Angling Adhitya Purbaya - detikNews
Jumat, 29 Nov 2019 15:53 WIB
Kejaksaan Tinggi Jawa Tengah, Semarang, Rabu (31/7/2019). Foto: Angling Adhitya Purbaya/detikcom
Kejaksaan Tinggi Jawa Tengah, Semarang, Rabu (31/7/2019). Foto: Angling Adhitya Purbaya/detikcom
Semarang - Tersangka kasus kredit fiktif di salah satu bank BUMN di Kabupaten Kendal menyerahkan diri ke Kejaksaan Tinggi (Kejati) Jawa Tengah. Sebelumnya, upaya penjemputan paksa sudah dilakukan terhadap tersangka bernama Supriyono alias Jefri itu.

Asisten Tindak Pidana Khusus (Aspidsus) Kejati Jawa Tengah Ketut Sumedana mengatakan, Jefri tidak memenuhi tiga kali panggilan jaksa.
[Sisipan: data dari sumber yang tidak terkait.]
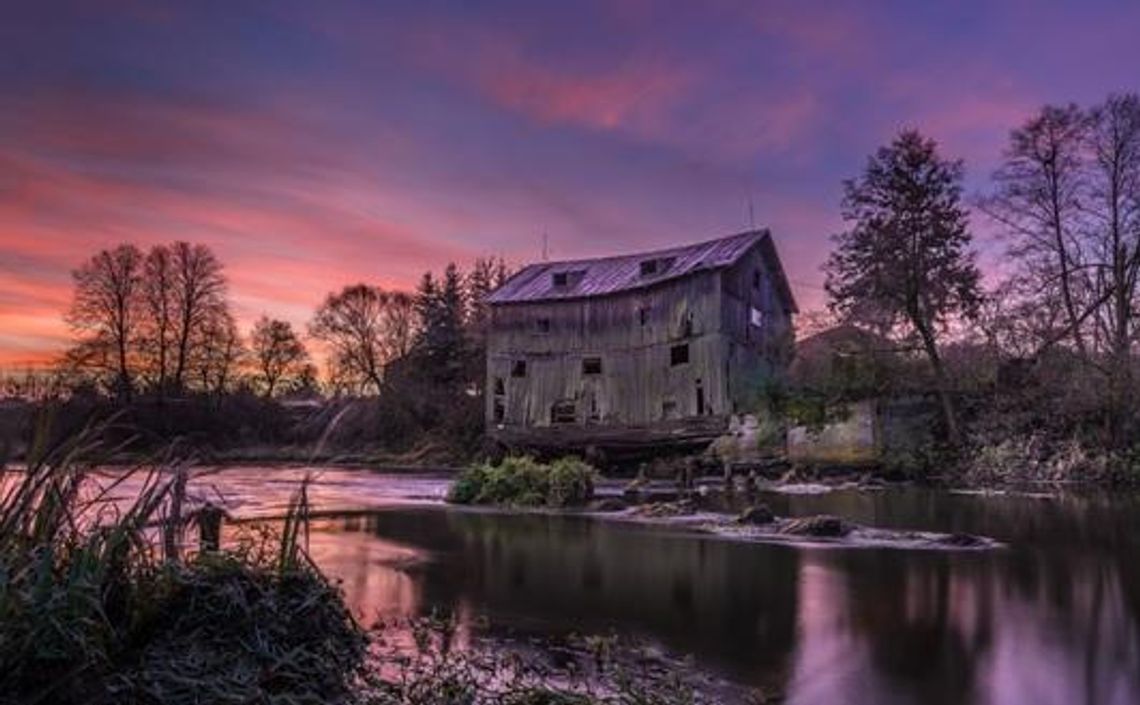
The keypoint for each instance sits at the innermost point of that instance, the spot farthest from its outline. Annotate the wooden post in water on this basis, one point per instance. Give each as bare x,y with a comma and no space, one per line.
210,519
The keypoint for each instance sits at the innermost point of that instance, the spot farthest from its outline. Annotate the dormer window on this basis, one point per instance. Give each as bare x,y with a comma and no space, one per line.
567,280
656,266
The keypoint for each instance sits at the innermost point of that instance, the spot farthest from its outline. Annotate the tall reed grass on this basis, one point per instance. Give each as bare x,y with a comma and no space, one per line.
100,604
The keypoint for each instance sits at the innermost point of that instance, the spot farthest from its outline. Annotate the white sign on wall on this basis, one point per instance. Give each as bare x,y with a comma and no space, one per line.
757,318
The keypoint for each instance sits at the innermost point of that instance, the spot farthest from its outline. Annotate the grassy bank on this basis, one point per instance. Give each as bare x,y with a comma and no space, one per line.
102,601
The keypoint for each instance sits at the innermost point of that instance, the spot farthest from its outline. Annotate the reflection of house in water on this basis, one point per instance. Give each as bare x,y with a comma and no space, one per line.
641,348
572,575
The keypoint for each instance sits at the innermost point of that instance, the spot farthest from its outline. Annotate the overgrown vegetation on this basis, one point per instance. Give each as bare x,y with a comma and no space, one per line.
97,605
523,481
100,604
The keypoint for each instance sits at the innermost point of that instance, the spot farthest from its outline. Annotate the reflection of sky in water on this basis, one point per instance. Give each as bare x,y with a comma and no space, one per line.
1052,620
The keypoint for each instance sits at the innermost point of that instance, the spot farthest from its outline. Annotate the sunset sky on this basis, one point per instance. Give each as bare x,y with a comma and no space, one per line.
314,144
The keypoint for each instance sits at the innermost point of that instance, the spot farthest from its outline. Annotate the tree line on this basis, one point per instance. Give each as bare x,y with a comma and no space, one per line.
1066,202
160,323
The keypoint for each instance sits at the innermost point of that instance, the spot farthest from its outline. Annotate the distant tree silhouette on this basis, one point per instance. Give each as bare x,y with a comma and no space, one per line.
198,297
366,329
440,348
905,259
105,313
277,351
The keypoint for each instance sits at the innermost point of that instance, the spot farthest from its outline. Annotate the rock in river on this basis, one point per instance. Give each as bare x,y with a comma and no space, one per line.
756,515
822,526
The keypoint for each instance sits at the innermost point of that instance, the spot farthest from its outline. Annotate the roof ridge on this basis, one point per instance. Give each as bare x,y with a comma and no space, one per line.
695,245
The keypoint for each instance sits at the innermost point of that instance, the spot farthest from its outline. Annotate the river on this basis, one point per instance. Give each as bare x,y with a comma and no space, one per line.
1052,617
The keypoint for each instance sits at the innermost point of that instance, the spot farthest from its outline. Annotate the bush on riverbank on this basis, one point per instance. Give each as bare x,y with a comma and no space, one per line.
95,607
523,481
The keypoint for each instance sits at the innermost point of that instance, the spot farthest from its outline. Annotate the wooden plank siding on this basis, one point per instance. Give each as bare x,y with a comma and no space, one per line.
632,334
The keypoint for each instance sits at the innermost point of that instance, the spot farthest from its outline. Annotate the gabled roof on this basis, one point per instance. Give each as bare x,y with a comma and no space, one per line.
609,275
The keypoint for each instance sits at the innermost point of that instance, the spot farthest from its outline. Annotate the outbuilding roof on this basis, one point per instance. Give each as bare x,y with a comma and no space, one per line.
610,275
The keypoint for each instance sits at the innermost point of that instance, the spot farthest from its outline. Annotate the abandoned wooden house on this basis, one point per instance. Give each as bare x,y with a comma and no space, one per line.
641,349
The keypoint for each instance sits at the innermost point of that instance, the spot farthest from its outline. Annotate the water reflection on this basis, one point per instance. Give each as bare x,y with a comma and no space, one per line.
1020,625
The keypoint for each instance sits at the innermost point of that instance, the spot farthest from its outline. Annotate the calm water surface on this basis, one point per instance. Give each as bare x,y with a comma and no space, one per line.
1051,618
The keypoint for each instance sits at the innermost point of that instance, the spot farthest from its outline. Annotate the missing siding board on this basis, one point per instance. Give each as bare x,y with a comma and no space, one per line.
678,355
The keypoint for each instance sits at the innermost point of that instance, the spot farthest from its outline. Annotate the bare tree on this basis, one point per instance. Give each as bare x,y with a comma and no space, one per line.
159,321
908,252
278,353
366,327
1041,199
198,294
105,312
1114,143
218,351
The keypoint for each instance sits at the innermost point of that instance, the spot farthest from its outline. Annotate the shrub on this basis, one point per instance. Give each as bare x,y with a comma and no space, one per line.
523,481
98,606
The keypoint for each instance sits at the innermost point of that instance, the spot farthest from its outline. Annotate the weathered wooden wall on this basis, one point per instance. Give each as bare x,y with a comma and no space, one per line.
731,359
638,383
755,355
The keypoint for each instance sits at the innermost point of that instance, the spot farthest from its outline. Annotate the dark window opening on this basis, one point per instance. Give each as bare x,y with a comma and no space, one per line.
563,412
567,280
678,355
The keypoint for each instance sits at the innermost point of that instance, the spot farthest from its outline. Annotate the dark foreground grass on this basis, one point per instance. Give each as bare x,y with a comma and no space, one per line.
99,604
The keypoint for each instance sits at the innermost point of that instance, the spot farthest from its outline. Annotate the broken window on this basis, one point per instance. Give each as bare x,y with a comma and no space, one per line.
678,355
651,267
563,412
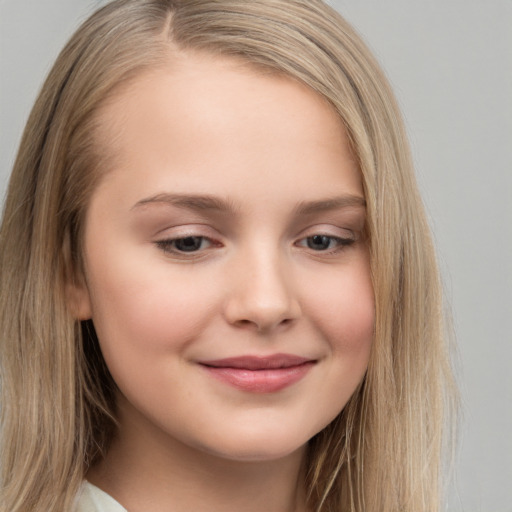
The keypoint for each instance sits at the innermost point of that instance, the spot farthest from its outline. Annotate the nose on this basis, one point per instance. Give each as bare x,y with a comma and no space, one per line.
261,294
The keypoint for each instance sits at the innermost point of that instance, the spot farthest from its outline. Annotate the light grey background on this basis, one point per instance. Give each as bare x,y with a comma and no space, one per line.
450,63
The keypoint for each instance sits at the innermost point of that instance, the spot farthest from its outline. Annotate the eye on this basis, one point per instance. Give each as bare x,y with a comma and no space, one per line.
187,244
326,243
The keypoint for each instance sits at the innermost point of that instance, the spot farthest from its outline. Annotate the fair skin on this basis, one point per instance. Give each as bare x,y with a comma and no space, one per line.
227,275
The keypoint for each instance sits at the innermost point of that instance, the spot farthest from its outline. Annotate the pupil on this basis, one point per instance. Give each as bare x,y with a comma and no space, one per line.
319,242
189,244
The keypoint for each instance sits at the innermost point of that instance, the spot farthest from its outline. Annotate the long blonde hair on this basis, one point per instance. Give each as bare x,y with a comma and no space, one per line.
383,452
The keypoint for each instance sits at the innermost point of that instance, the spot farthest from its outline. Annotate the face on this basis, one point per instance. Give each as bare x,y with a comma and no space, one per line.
226,271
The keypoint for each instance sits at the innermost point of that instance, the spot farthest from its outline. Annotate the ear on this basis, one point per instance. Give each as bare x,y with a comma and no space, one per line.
78,299
76,291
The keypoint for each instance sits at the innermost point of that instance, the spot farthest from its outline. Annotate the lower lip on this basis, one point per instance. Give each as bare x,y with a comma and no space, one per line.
260,381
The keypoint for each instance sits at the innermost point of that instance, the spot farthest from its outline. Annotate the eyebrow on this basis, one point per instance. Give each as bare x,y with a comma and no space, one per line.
190,202
334,203
213,203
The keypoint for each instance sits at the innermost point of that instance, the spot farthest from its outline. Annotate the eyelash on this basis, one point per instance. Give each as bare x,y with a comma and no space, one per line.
196,242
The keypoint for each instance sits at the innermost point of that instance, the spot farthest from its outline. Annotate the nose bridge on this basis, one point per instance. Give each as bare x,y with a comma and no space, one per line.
262,293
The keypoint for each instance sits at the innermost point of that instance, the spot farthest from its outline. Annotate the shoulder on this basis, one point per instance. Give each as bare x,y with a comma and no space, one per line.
93,499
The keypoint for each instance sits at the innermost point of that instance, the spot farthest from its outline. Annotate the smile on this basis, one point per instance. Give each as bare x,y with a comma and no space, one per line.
260,374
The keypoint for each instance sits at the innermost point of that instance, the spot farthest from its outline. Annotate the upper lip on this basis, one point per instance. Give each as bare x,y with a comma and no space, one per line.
248,362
Kemudian hari Kamis (28/11) kemarin dilakukan upaya penjemputan paksa namun yang bersangkutan tidak ada di rumah.

"Keluarga kemudian menelepon Jefri dan katanya sore mau datang, ternyata tidak datang. Ini tadi dihubungi oleh petugas dan akhirnya datang sendiri," kata Ketut, Jumat (29/11/2019).


Kini Jefri ditahan di Lapas Kedungpane Semarang selama 20 hari untuk proses penyidikan. Jefri disangka berperan memberikan data nasabah pada tersangka Yuna Yanwar yang merupakan tenaga marketing dan analisis mikro (mantri) di bank BUMN di Kendal.

"Ini yang membantu YY mempersiapkan lebih dari 45 calon nasabah fiktif terutama KTP, mereka dapat bagian satu calon nasabah sampai Rp 2,5 juta," jelas Ketut.

Dalam kasus kredit fiktif tersebut, total kerugian negara ditaksir mencapai Rp 1,9 miliar dan baru dikembalikan oleh tersangka Yuna sebesar Rp 200 juta. Yuna sudah terlebih dulu ditahan di Lapas Kedungpane untuk proses penyidikan.

"YY ini membuat kredit sendiri, memutuskan, sendiri, mencairkan sendiri. KTP nasabah dari J (Jefri)," pungkas Ketut.